Dextromethorphan & quinidine Dosage
Take this medication exactly as prescribed by your doctor. Follow the directions on your prescription label carefully. The need for continued treatment should be reassessed periodically, as spontaneous improvement of PBA occurs in some patients.
The recommended dose/dose range of Nuedexta (dextromethorphan/quinidine) for the treatment of pseudobulbar affect (PBA) which is involuntary and uncontrolled episodes of laughing/crying is
The recommended starting dose is 1 capsule daily by mouth for the initial 7 days of therapy.
The recommended maintenance dose is 1 capsule by mouth every 12 hours.
Do not take more than 2 doses in a 24 hour period and be sure to allow 12 hours between each dose.
Dextromethorphan & quinidine Overdose
If you take too much of this medication, call your healthcare provider or local Poison Control Center, or seek emergency medical attention right away.
The most important effects if acute quinidine overdose:
- changes in heartbeat
- low blood pressure
- ringing in the ears
- dizziness/ fainting
- blurred or double vision
- loss of consciousness
- difficulty breathing
- unusual excitement
- abornmal thinking
- changes in muscle reflexes
- changes in heartbeat
- Store at room temperature and away from excess heat, light and moisture (not in bathroom).
- Keep this and all medicines tightly closed out of the reach of children.
- Throw away any medication that is outdated or no longer needed. Talk to your pharmacist about proper disposal of your medication.
- Contact you healthcare provider if PBA symptoms persist or worsen.
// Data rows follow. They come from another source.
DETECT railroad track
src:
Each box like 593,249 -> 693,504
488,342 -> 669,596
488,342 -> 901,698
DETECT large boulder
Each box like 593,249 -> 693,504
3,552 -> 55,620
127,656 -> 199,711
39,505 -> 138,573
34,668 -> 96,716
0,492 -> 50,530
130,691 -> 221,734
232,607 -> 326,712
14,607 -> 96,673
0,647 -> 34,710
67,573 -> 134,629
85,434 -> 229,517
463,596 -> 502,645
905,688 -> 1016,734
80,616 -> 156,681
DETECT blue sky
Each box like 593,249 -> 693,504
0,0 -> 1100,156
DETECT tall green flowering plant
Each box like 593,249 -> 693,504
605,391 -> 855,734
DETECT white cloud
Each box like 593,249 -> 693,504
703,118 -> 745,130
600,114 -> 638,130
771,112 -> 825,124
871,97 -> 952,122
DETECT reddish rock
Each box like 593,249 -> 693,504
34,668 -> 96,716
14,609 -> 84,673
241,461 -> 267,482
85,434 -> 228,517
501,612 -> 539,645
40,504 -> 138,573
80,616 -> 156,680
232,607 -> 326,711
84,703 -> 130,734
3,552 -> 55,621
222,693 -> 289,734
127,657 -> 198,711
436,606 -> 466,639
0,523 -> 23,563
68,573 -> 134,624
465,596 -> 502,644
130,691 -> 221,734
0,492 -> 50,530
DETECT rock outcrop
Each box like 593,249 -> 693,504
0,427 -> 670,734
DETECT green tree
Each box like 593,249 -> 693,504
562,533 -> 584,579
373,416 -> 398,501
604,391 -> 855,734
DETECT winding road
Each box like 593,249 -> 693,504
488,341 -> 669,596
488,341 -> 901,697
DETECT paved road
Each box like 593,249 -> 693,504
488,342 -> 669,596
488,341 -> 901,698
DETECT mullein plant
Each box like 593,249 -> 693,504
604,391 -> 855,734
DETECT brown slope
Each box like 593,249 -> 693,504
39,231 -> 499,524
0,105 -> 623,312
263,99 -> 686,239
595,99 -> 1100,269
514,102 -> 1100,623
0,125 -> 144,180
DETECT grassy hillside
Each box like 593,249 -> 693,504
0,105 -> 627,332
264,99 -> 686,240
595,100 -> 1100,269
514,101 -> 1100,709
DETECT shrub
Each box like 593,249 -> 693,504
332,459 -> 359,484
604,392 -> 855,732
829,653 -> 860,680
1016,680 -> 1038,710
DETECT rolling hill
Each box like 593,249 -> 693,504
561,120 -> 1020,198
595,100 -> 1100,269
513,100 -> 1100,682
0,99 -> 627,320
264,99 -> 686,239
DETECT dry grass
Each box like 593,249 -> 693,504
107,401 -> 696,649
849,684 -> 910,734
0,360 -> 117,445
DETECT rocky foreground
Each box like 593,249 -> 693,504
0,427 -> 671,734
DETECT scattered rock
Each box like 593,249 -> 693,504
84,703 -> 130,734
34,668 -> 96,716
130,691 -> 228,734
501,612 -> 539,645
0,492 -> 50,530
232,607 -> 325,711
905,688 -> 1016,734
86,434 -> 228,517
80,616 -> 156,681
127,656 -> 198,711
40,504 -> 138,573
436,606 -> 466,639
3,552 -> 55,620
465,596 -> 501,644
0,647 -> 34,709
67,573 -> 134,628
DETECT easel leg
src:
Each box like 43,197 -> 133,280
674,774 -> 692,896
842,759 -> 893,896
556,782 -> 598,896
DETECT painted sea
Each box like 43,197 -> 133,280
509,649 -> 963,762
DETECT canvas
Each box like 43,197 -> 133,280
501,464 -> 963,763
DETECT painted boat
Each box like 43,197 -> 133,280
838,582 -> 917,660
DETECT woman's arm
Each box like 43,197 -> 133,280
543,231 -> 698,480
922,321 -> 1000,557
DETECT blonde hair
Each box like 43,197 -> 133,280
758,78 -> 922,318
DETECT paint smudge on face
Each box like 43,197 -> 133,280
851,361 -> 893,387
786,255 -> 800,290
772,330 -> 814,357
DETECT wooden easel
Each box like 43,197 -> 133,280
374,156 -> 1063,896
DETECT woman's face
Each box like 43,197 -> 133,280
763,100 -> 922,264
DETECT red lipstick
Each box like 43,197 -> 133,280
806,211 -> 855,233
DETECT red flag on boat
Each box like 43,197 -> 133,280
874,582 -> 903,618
The need for continued treatment should be reassessed periodically, as spontaneous improvment of PBA occurs in some patients.
- An ECG an electrocardiogram ECG (measure electrical acitivity in the heart) will need to be done before and while taking this medication.
- Lab tests including liver function, complete blood count and levels of potassium or magnesium in your blood need to be monitored before and while taking this medication.